Has 20 years experience.

I know it may sound odd, but I really enjoy working with teens and at risk populations in the OB/GYN arena. There are some job openings in public health at the local STI clinics, and I'm toying with applying. I know that just being an RN, I won't really have as much of an impact as say if I were an APRN, but I wanted to know if anybody has ever worked in such an environment, and if so what was your experience like?

klone, MSN, RN

Specializes in Women's Health/OB Leadership. Has 15 years experience.

I worked in a women's public health clinic for 4 years prior to my current job (it wasn't specifically an STI clinic, but it was an inner city public health clinic for a safety net organization that would see any patients, regardless of insurance). I LOVED LOVED LOVED it. Particularly learning about, and counseling teens/young women about, different contraceptive options.

quazar

Has 20 years experience.

I worked in a women's public health clinic for 4 years prior to my current job (it wasn't specifically an STI clinic, but it was an inner city public health clinic for a safety net organization that would see any patients, regardless of insurance). I LOVED LOVED LOVED it. Particularly learning about, and counseling teens/young women about, different contraceptive options.
That is exactly the kind of job I want.

I know it may sound odd, but I really enjoy working with teens and at risk populations in the OB/GYN arena.
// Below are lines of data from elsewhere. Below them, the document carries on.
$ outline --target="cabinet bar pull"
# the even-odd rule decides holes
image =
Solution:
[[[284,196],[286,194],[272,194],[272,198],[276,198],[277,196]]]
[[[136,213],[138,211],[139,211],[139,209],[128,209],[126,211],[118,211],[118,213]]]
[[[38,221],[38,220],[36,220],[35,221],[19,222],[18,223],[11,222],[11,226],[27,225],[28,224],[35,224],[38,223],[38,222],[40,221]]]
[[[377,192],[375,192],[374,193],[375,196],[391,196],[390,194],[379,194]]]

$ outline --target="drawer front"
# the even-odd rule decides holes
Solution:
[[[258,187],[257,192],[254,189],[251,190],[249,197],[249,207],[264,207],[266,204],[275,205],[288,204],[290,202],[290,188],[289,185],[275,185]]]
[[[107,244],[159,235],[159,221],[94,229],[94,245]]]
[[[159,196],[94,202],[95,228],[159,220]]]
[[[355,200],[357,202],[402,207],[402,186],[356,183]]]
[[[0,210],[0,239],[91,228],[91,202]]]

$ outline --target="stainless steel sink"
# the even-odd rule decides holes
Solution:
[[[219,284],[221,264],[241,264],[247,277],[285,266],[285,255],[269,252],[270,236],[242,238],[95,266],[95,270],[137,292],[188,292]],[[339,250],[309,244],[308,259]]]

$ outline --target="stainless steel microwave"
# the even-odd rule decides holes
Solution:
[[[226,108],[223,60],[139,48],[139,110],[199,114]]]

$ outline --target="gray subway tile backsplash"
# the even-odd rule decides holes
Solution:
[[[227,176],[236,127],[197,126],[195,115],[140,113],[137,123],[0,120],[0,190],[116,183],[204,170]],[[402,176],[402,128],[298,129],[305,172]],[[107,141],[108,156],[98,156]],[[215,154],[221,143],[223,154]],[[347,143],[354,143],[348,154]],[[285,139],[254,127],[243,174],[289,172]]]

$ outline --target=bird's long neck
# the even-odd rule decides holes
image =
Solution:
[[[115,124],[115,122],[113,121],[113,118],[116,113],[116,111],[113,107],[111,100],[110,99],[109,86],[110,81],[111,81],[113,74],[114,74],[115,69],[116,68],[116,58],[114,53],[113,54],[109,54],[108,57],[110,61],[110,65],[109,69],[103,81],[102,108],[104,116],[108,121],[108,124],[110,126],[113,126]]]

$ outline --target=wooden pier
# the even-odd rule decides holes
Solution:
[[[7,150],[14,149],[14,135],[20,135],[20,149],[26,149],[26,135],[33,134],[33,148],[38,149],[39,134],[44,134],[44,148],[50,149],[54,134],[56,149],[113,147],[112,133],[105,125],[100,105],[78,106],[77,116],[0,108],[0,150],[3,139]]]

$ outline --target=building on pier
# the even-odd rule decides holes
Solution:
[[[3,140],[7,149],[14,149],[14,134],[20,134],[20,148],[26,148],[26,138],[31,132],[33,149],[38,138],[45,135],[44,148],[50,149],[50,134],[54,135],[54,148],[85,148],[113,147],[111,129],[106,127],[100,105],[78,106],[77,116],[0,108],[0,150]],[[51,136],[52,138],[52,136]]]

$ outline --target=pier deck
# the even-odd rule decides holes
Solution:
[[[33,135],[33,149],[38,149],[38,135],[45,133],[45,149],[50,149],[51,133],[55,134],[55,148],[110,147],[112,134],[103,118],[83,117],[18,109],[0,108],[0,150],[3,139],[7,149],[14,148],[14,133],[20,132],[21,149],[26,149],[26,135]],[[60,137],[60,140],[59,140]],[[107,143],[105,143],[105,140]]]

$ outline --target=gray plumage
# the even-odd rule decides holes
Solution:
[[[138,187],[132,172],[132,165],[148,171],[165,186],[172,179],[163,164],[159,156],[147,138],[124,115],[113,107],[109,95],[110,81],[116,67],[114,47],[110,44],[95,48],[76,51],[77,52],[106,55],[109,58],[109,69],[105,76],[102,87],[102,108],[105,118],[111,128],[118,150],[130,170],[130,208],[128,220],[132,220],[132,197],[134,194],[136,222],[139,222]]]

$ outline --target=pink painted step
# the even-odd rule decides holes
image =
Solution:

There are some job openings in public health at the local STI clinics, and I'm toying with applying. I know that just being an RN, I won't really have as much of an impact as say if I were an APRN, but I wanted to know if anybody has ever worked in such an environment, and if so what was your experience like?

Why do you think it's odd? I think if that's what you want to do, do it. You can be of great help to many people who need help and kindness.

So why do you think it's odd?

quazar

Has 20 years experience.

Why do you think it's odd? I think if that's what you want to do, do it. You can be of great help to many people who need help and kindness.

So why do you think it's odd?

Because most people who are not OB nurses already screech about what I do being "gross," and they always talk about the dealing with STI aspect of it. When I talk to ED nurses, one of the things they mention hating to deal with the most in the ED seems to be any GYN/STI type case. I hear it all the time. Hence my disclaimer. OB people might not think it odd, but not only OB people read this section, kwim?

DolceVita, BSN, RN

Specializes in IMCU. Has 10 years experience.

Follow you bliss if you can. I have done teaching about STIs for the last three years and found it very rewarding. The research, preparing, taking questions, dispelling common myths -- completely fantastic. Most interesting one I have learned about? HPV.

Go for it.

DowntheRiver

Specializes in Urgent Care, Oncology. Has 7 years experience.

I currently work in public health in the STD/Specialty Care area but also focus on Immunizations - a little bit of everything. It is very rewarding but also very shocking at times because people tend to not exactly understand even basic anatomy and thus have difficulty understanding why they are having genital issues. Like thinking they pee out of their vagina, that you can't get pregnant (or STDs) if he pulls out - lots of education. In my neck of the woods, you're allowed to obtain clinician status, which means you get to see patients, perform pelvics/genital exams, counsel, and provide treatment off standing orders with ARNP/PA/MD oversight.